Feeley did not directly address whether the company would have the capacity to take on all schools interested in setting up a testing program, but he did suggests that such customers would be less of a priority than the company's traditional hospital and physician clients.

"Our commitment has been and will remain serving our large span of hospital and physician clients, particularly those patients that have a critical testing need," he said. "[Such patients] will always have a spot at the front of our line in the laboratory."

He added, though, that the more predictable nature of school testing demands could make it easier to plan for these customers.

"There will be advance notice for these universities of when their student bases and faculties and staff will return to campus, and so we will have a matter of weeks to properly plan to make sure that there is adequate capacity to service their needs while maintaining our responsibility to the hospital and the critical care needs of our patients," he said. "So, there is some benefit of advanced scheduling with this type of work, and we are going to take full advantage of that."

Capacity could be further strained by rising infections rates throughout the country, as well as demand from workplace and other asymptomatic screening programs as the economy continues to reopen. This week, Quest highlighted these challenges noting that demand for molecular testing has risen by roughly 50 percent over the past three weeks, outpacing increases in capacity.

The company said that this increase in demand would likely push its average molecular test turnaround time to three days. Currently, average turnaround time is one day for high priority patients and two to three days for all other patients. Quest runs 110,000 molecular tests per day and is working to expand capacity to 150,000 tests per day in the near term.

Ledeboer said that his lab is working to develop sequencing-based SARS-CoV-2 testing that he said could be ready to deploy around late August. With this approach the lab could run thousands of tests at a time, but he noted that that the RNA extraction process would still remain a bottleneck. Researchers have developed protocols for extraction-free sequencing-based SARS-CoV-2 tests, but Ledeboer that he was still investigating the performance of those assays.

Beyond testing itself, schools will need to manage and track test results to allow them to make decisions around closings and quarantines, particularly during the surveillance phases of their programs.

Gorode said that Quest would provide data monitoring and analytics as part of its school testing offerings and added that schools would be able to "monitor adherence to their testing program and protocol as well as track both positive and negative results," using the company's Quantym Lab Services Manager portal.

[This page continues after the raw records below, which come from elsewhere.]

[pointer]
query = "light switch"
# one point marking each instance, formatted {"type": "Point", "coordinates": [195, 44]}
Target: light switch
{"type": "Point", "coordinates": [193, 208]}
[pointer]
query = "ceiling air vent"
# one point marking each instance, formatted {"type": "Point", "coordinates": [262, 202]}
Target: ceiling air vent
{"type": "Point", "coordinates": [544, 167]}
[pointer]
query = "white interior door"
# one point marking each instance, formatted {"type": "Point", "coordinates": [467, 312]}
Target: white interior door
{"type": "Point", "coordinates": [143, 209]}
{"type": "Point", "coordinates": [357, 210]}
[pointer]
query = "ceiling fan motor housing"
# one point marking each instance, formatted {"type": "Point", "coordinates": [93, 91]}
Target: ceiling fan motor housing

Savello said that Color would be providing institutions with a real-time dashboard of test results.

"We have ways of flagging whenever there is a positive case and then with appropriate HIPAA authorization sharing that individual level data so that [the school] can follow up very rapidly," she said.

Savello said that many of the schools Color has spoken with have plans for "relatively manual contract tracing solutions" for dealing with positive results.

"The key is how quickly and reliably to they get that information," she said. "We treat this as a population-level healthcare delivery questions where we're trying to get that data as quickly as possible and transmit it to them in the simplest format that they can act on."